Sono passati trent’anni dalla morte di uno dei geni indiscussi della comicità italiana: Massimo Troisi. Di lui ci mancano la battuta pungente, pronta ed intelligente. Quella comicità napoletana arguta che si celava dietro la figura dell’antieroe fragile, che lui stesso portava sullo schermo. Fino alla data fatidica del 4 giugno 1994: giorno in cui l’attore e regista simbolo del cinema italiano degli anni ’80, morì a casa della sorella ad Ostia. Un luogo non lontano da dove morì il collega Pasolini.
Per ricordare il genio e l’estro artistico di Massimo Troisi, Francesco Caselli ha intervistato a Radio Radio Café, il collega e amico Renzo Arbore.
“Con Massimo abbiamo fatto tante cose. Abbiamo fatto Rosamunda, Rossano Brazzi che è diventato un must, fatta benissimo e improvvisata con Nino Frassica. Con Massimo anche a casa ci divertivamo a fare delle cose divertentissime e peccato che non le abbiamo registrate tutte!”
Renzo Arbore conosceva il vero spirito del “comico malinconico” , che lo stesso Troisi non ha mai voluto nascondere al suo amatissimo pubblico.

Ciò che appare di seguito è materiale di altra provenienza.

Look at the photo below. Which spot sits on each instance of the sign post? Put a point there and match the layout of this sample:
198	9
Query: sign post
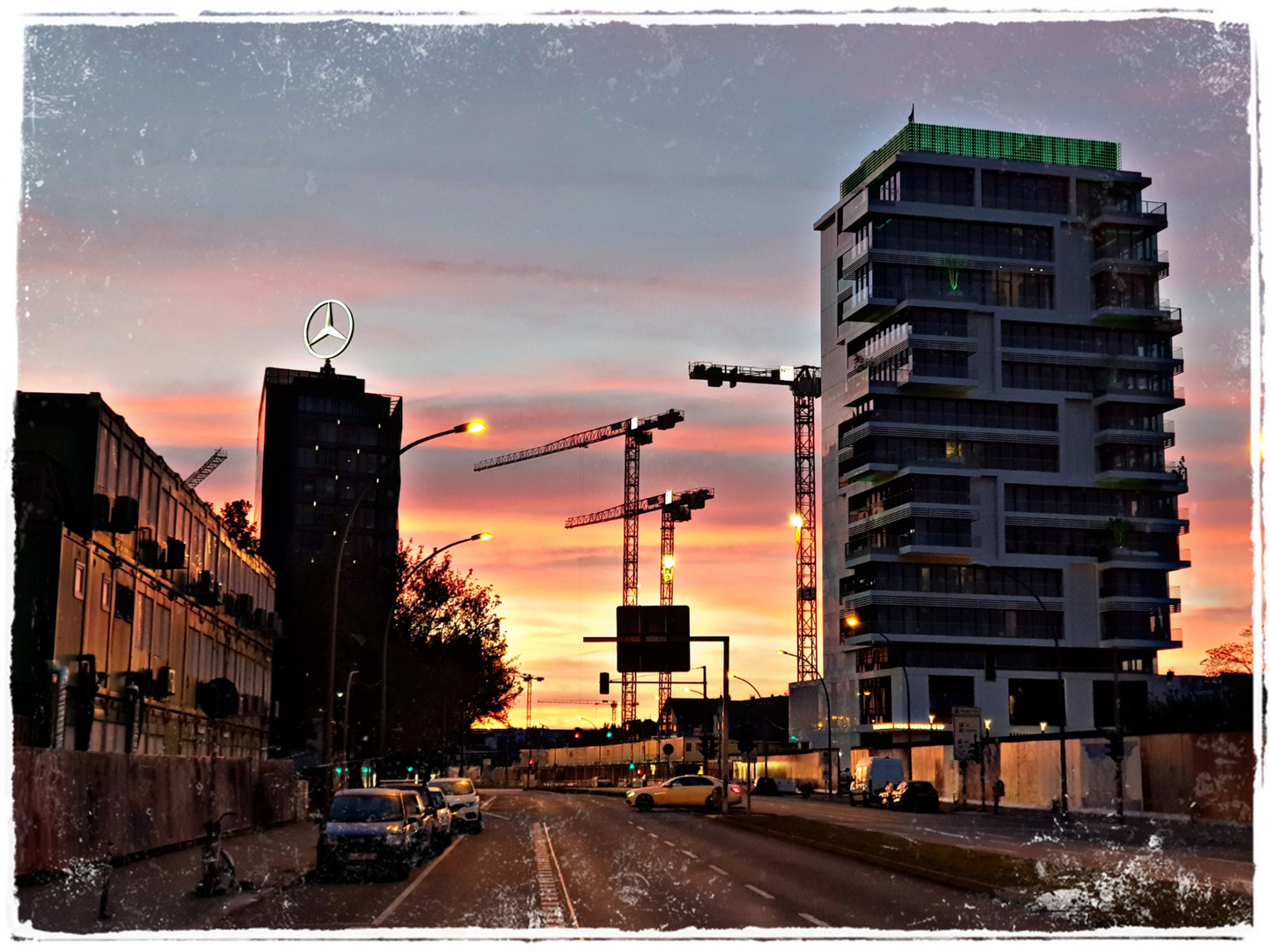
966	740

“Massimo è un amico, un rivoluzionario, un uomo che ha dato un’immagine di Napoli totalmente nuova e diversa, alternativa a quella solita. Ovviamente non cancellava la bellezza dell’edonismo della Napoli di Eduardo De Filippo e altri esponenti della comicità napoletana. L’ultimo ricordo è stata una telefonata che gli ho fatto io, facendogli molti auguri perché partiva per Houston: purtroppo non ricevetti mai risposta”.
E Arbore ricorda il suo amico, utilizzando il tempo presente: quasi come se il ricordo di Troisi fosse rimasto cosi indelebile, da renderlo quasi eterno. In fondo, non soltanto per Arbore, ma anche un po’ per tutti noi.